探究学習において、生徒の自主性に任せて「好きなことや興味のあること」だけを条件にテーマ探しをさせると、どうしても趣味の延長線になってしまうことがあります。
例えば犬、猫、ディズニー、K-Pop、最近なら”推し活”などでしょうか。
私の高校時代の研究論文の作品集を見ても、ディズニー、K-Pop、ペットをテーマにした作品がありました。
中高生が興味を持つ、避けては通れない分野です。
そんなとき、まずは好きなことを好きなだけ「調べ学習」する時間があっても良いかもしれません。
ただ、そこで終わっては「調べ学習」止まり。
趣味の延長線上のようなテーマだったとしても、教員による問いかけによって、好きなことからテーマを広げることは可能です。
その際、ただ「好きなこと」にとどまらず、「社会とのつながり」や「社会をよりよくするには」といった視点(これは一例です。

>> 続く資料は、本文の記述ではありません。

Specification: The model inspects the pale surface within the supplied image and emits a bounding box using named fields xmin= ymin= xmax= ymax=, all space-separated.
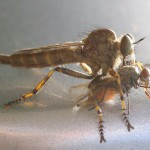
xmin=0 ymin=0 xmax=150 ymax=150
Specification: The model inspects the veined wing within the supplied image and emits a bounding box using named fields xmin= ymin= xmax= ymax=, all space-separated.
xmin=14 ymin=41 xmax=84 ymax=55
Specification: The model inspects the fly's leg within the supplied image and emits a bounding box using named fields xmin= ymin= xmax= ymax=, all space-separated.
xmin=80 ymin=63 xmax=92 ymax=75
xmin=126 ymin=96 xmax=130 ymax=115
xmin=4 ymin=67 xmax=95 ymax=108
xmin=144 ymin=88 xmax=150 ymax=98
xmin=122 ymin=85 xmax=130 ymax=115
xmin=136 ymin=61 xmax=144 ymax=70
xmin=122 ymin=112 xmax=134 ymax=131
xmin=95 ymin=105 xmax=106 ymax=143
xmin=109 ymin=69 xmax=134 ymax=131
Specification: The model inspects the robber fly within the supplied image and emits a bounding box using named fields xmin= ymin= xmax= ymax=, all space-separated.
xmin=0 ymin=28 xmax=144 ymax=74
xmin=0 ymin=28 xmax=145 ymax=108
xmin=76 ymin=64 xmax=150 ymax=143
xmin=0 ymin=28 xmax=148 ymax=143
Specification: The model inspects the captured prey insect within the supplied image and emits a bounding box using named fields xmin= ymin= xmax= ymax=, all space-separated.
xmin=0 ymin=28 xmax=145 ymax=108
xmin=75 ymin=64 xmax=150 ymax=143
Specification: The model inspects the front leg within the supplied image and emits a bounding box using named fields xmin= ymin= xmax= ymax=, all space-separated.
xmin=109 ymin=69 xmax=134 ymax=131
xmin=122 ymin=112 xmax=134 ymax=131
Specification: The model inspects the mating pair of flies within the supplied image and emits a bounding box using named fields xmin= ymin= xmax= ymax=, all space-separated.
xmin=0 ymin=28 xmax=149 ymax=143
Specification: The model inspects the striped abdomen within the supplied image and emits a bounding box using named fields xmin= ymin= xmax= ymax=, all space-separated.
xmin=0 ymin=44 xmax=84 ymax=68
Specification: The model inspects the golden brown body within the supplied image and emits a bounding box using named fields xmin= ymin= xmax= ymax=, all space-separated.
xmin=0 ymin=42 xmax=84 ymax=67
xmin=0 ymin=28 xmax=131 ymax=76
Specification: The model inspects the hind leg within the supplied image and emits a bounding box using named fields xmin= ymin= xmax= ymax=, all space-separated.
xmin=4 ymin=67 xmax=95 ymax=108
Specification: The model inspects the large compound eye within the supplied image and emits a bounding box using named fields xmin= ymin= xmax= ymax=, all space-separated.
xmin=140 ymin=68 xmax=150 ymax=82
xmin=120 ymin=34 xmax=135 ymax=58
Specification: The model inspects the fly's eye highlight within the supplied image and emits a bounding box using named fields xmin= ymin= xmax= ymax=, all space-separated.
xmin=140 ymin=68 xmax=150 ymax=82
xmin=120 ymin=34 xmax=135 ymax=58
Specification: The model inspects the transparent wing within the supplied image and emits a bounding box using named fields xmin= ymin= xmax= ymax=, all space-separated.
xmin=14 ymin=41 xmax=84 ymax=55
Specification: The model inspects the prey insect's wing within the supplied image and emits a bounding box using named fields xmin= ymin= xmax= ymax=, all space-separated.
xmin=14 ymin=41 xmax=84 ymax=54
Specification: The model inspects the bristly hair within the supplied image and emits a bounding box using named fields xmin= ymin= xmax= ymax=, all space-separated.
xmin=78 ymin=25 xmax=106 ymax=39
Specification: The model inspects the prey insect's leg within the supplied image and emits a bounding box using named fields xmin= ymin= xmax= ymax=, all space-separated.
xmin=144 ymin=88 xmax=150 ymax=98
xmin=126 ymin=95 xmax=130 ymax=115
xmin=122 ymin=85 xmax=131 ymax=115
xmin=109 ymin=69 xmax=134 ymax=131
xmin=109 ymin=69 xmax=126 ymax=109
xmin=95 ymin=105 xmax=106 ymax=143
xmin=4 ymin=67 xmax=94 ymax=108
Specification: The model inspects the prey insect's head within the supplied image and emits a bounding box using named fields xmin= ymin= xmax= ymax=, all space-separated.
xmin=139 ymin=67 xmax=150 ymax=86
xmin=139 ymin=67 xmax=150 ymax=99
xmin=120 ymin=34 xmax=145 ymax=65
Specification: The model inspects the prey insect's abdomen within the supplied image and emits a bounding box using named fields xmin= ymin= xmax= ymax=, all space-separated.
xmin=0 ymin=45 xmax=83 ymax=68
xmin=97 ymin=87 xmax=117 ymax=101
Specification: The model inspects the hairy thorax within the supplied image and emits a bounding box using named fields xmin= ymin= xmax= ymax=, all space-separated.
xmin=82 ymin=28 xmax=122 ymax=75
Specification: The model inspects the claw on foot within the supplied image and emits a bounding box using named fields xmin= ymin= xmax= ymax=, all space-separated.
xmin=99 ymin=122 xmax=106 ymax=143
xmin=127 ymin=122 xmax=134 ymax=131
xmin=122 ymin=112 xmax=134 ymax=131
xmin=3 ymin=97 xmax=24 ymax=109
xmin=100 ymin=134 xmax=106 ymax=143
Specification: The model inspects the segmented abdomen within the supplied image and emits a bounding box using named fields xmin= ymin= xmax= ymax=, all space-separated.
xmin=0 ymin=46 xmax=83 ymax=68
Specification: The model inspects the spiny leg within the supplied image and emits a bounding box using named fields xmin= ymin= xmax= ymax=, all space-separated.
xmin=109 ymin=69 xmax=134 ymax=131
xmin=4 ymin=67 xmax=95 ymax=108
xmin=4 ymin=69 xmax=55 ymax=108
xmin=122 ymin=111 xmax=134 ymax=131
xmin=127 ymin=96 xmax=130 ymax=115
xmin=95 ymin=105 xmax=106 ymax=143
xmin=120 ymin=85 xmax=132 ymax=124
xmin=122 ymin=85 xmax=130 ymax=115
xmin=94 ymin=85 xmax=109 ymax=143
xmin=109 ymin=69 xmax=126 ymax=109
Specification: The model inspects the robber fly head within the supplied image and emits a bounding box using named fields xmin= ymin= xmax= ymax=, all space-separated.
xmin=120 ymin=34 xmax=145 ymax=65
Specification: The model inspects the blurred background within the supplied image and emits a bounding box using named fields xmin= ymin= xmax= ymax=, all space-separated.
xmin=0 ymin=0 xmax=150 ymax=149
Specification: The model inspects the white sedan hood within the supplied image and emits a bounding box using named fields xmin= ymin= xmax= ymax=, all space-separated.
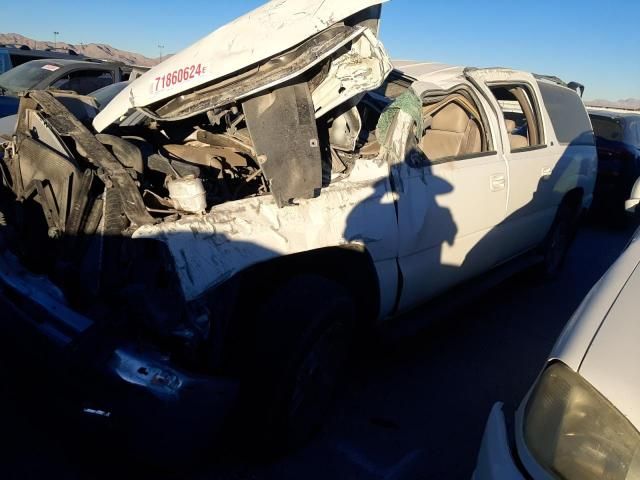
xmin=94 ymin=0 xmax=387 ymax=132
xmin=551 ymin=232 xmax=640 ymax=430
xmin=578 ymin=245 xmax=640 ymax=429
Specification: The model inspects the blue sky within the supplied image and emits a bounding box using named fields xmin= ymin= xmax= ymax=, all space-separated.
xmin=4 ymin=0 xmax=639 ymax=100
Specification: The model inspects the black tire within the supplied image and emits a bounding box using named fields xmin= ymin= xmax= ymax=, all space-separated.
xmin=538 ymin=199 xmax=581 ymax=278
xmin=240 ymin=274 xmax=357 ymax=455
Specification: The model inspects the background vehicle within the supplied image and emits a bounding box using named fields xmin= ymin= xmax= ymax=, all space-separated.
xmin=474 ymin=224 xmax=640 ymax=480
xmin=0 ymin=0 xmax=597 ymax=454
xmin=0 ymin=59 xmax=127 ymax=117
xmin=0 ymin=81 xmax=128 ymax=138
xmin=0 ymin=44 xmax=85 ymax=74
xmin=588 ymin=108 xmax=640 ymax=218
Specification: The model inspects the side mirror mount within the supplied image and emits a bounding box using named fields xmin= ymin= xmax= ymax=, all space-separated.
xmin=567 ymin=81 xmax=585 ymax=98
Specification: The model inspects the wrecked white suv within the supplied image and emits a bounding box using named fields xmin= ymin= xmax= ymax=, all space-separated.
xmin=0 ymin=0 xmax=597 ymax=452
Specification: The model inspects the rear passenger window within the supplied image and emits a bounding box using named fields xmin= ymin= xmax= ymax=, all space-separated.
xmin=489 ymin=84 xmax=544 ymax=152
xmin=537 ymin=81 xmax=595 ymax=146
xmin=0 ymin=51 xmax=11 ymax=74
xmin=590 ymin=116 xmax=624 ymax=142
xmin=630 ymin=121 xmax=640 ymax=146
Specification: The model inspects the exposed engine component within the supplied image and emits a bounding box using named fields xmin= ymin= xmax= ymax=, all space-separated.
xmin=166 ymin=176 xmax=207 ymax=214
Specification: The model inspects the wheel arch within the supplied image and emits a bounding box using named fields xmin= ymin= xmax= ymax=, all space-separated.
xmin=237 ymin=244 xmax=380 ymax=324
xmin=208 ymin=244 xmax=381 ymax=371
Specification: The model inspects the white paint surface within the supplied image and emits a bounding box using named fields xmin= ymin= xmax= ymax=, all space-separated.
xmin=94 ymin=0 xmax=386 ymax=131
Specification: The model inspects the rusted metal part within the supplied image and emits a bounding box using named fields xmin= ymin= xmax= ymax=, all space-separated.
xmin=196 ymin=130 xmax=255 ymax=157
xmin=27 ymin=91 xmax=153 ymax=228
xmin=164 ymin=144 xmax=229 ymax=170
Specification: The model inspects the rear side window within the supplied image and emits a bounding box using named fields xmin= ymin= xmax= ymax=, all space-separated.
xmin=0 ymin=51 xmax=11 ymax=74
xmin=590 ymin=116 xmax=624 ymax=142
xmin=629 ymin=120 xmax=640 ymax=146
xmin=537 ymin=81 xmax=595 ymax=146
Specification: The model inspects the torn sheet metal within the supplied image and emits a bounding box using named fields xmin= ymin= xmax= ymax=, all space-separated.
xmin=153 ymin=25 xmax=371 ymax=122
xmin=94 ymin=0 xmax=387 ymax=131
xmin=132 ymin=159 xmax=398 ymax=304
xmin=312 ymin=29 xmax=393 ymax=118
xmin=395 ymin=62 xmax=466 ymax=92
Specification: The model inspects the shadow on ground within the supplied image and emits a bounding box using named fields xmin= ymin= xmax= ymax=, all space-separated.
xmin=0 ymin=221 xmax=633 ymax=480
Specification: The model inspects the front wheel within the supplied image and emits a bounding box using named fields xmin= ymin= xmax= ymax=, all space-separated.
xmin=240 ymin=274 xmax=357 ymax=455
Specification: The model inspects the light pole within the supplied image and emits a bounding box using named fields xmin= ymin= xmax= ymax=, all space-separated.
xmin=53 ymin=31 xmax=59 ymax=50
xmin=158 ymin=44 xmax=165 ymax=62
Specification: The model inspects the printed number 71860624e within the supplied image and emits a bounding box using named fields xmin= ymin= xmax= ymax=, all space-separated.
xmin=154 ymin=64 xmax=207 ymax=92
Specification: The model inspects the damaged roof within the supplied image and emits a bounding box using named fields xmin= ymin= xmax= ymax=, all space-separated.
xmin=393 ymin=60 xmax=466 ymax=92
xmin=94 ymin=0 xmax=387 ymax=132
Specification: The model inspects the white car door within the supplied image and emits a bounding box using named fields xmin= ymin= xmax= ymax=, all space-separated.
xmin=389 ymin=85 xmax=509 ymax=312
xmin=466 ymin=69 xmax=564 ymax=259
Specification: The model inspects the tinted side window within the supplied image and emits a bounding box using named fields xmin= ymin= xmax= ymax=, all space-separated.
xmin=629 ymin=120 xmax=640 ymax=146
xmin=590 ymin=116 xmax=624 ymax=142
xmin=10 ymin=54 xmax=39 ymax=67
xmin=0 ymin=51 xmax=11 ymax=74
xmin=537 ymin=81 xmax=595 ymax=146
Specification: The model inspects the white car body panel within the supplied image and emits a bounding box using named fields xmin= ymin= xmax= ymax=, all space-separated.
xmin=12 ymin=3 xmax=595 ymax=330
xmin=390 ymin=67 xmax=595 ymax=311
xmin=397 ymin=73 xmax=509 ymax=311
xmin=475 ymin=229 xmax=640 ymax=479
xmin=473 ymin=403 xmax=526 ymax=480
xmin=551 ymin=234 xmax=640 ymax=370
xmin=577 ymin=250 xmax=640 ymax=428
xmin=93 ymin=0 xmax=386 ymax=132
xmin=126 ymin=62 xmax=596 ymax=322
xmin=133 ymin=158 xmax=401 ymax=318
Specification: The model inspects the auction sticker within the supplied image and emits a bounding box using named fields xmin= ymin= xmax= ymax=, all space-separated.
xmin=153 ymin=63 xmax=208 ymax=93
xmin=41 ymin=64 xmax=60 ymax=72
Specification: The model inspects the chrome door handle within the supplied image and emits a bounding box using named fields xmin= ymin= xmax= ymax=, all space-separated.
xmin=490 ymin=173 xmax=506 ymax=192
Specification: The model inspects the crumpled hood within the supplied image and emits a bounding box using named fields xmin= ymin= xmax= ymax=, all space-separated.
xmin=93 ymin=0 xmax=387 ymax=132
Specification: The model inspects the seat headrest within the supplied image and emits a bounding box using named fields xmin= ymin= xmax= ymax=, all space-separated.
xmin=509 ymin=134 xmax=529 ymax=150
xmin=431 ymin=103 xmax=469 ymax=133
xmin=505 ymin=119 xmax=517 ymax=132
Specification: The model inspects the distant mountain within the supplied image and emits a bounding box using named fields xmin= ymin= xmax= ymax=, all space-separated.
xmin=586 ymin=98 xmax=640 ymax=111
xmin=0 ymin=33 xmax=162 ymax=67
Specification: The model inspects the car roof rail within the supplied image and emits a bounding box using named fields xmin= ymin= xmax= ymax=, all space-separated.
xmin=534 ymin=74 xmax=585 ymax=97
xmin=534 ymin=74 xmax=568 ymax=87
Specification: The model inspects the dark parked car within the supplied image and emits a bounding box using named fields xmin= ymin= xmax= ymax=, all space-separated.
xmin=0 ymin=44 xmax=85 ymax=74
xmin=589 ymin=109 xmax=640 ymax=216
xmin=0 ymin=59 xmax=126 ymax=117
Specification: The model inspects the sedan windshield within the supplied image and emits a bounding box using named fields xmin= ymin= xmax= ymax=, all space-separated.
xmin=0 ymin=60 xmax=61 ymax=94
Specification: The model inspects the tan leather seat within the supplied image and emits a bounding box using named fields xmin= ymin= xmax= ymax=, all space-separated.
xmin=505 ymin=119 xmax=528 ymax=150
xmin=421 ymin=103 xmax=481 ymax=160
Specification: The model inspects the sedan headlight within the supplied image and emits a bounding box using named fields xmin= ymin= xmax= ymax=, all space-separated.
xmin=524 ymin=362 xmax=640 ymax=479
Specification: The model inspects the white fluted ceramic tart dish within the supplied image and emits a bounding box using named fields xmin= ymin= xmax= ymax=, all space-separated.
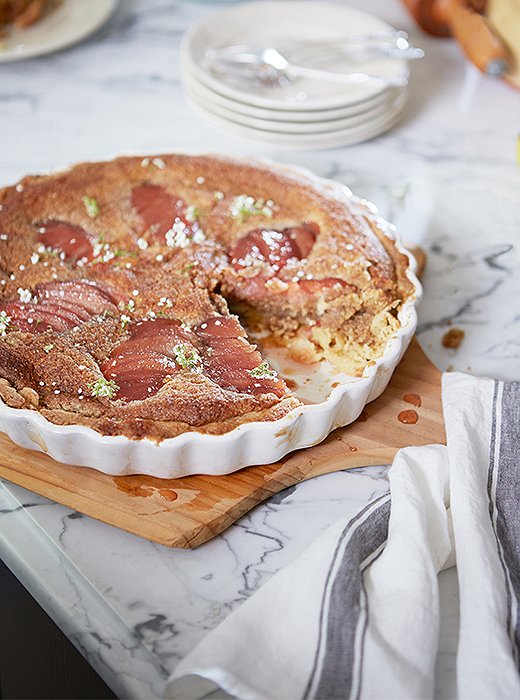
xmin=0 ymin=155 xmax=420 ymax=477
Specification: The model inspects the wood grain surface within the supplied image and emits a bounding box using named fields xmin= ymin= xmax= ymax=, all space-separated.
xmin=0 ymin=338 xmax=445 ymax=548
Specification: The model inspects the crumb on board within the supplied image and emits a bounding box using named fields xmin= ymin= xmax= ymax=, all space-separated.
xmin=442 ymin=327 xmax=465 ymax=350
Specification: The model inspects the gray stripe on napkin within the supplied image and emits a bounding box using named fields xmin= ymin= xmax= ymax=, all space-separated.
xmin=488 ymin=380 xmax=520 ymax=664
xmin=304 ymin=493 xmax=391 ymax=700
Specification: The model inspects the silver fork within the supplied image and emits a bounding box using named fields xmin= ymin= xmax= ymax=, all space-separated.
xmin=208 ymin=32 xmax=424 ymax=66
xmin=205 ymin=46 xmax=410 ymax=90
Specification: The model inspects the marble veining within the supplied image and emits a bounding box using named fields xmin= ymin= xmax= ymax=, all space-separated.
xmin=0 ymin=470 xmax=390 ymax=697
xmin=0 ymin=0 xmax=519 ymax=697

それぞれの学校で方針を決めてください)を意識して問いかけをすることが、伴走者としての教員の役割です。
そして、教員が自分の専門外のことであるほど、伴走者として成長するチャンス、と『探究的な学びデザイン 高等学校 総合的な探究の時間から教科横断まで』では書かれています。
例えば、K-Popは(教科ではありませんが)私は詳しくありませんし、興味もありません。
そこで生徒がK-Popについて調べたい、となった場合、私は詳しくないのでいろいろな疑問が湧いてきます。
「K-Popのどういうところが好き?なぜ好きなんだと思う?」
「日本でK-Popが好きな子ってどんな人かな?共通点は?」
「K-Popが日本で人気が出始めたのっていつ?」
「K-Popの曲の歌詞ってどんなことを歌っているのかな?」
「その歌詞はどんな社会を反映していると思う?」
「K-Popのアーティストは本業以外にどんな活動をしている?」
「K-Popによって日本社会にどんな影響があると思う?」
あくまでこれらは本を読んだ上での私の思いつきですが、こういった問いかけを繰り返し、深掘りしていくと、生徒は新たな疑問や興味に出会うかもしれません。そうしたらどんどん深めていけば良いと思います。
もしくは、「いや、これはただ好きなものだから、そこまで深く突っ込む興味はないな」などとなるかもしれません。そうしたら、このテーマは探究には向いていない、と判断して、早い段階で次のテーマ探しに時間を取れるでしょう。
探究学習指導の道筋が、また一つ増えた記録でした。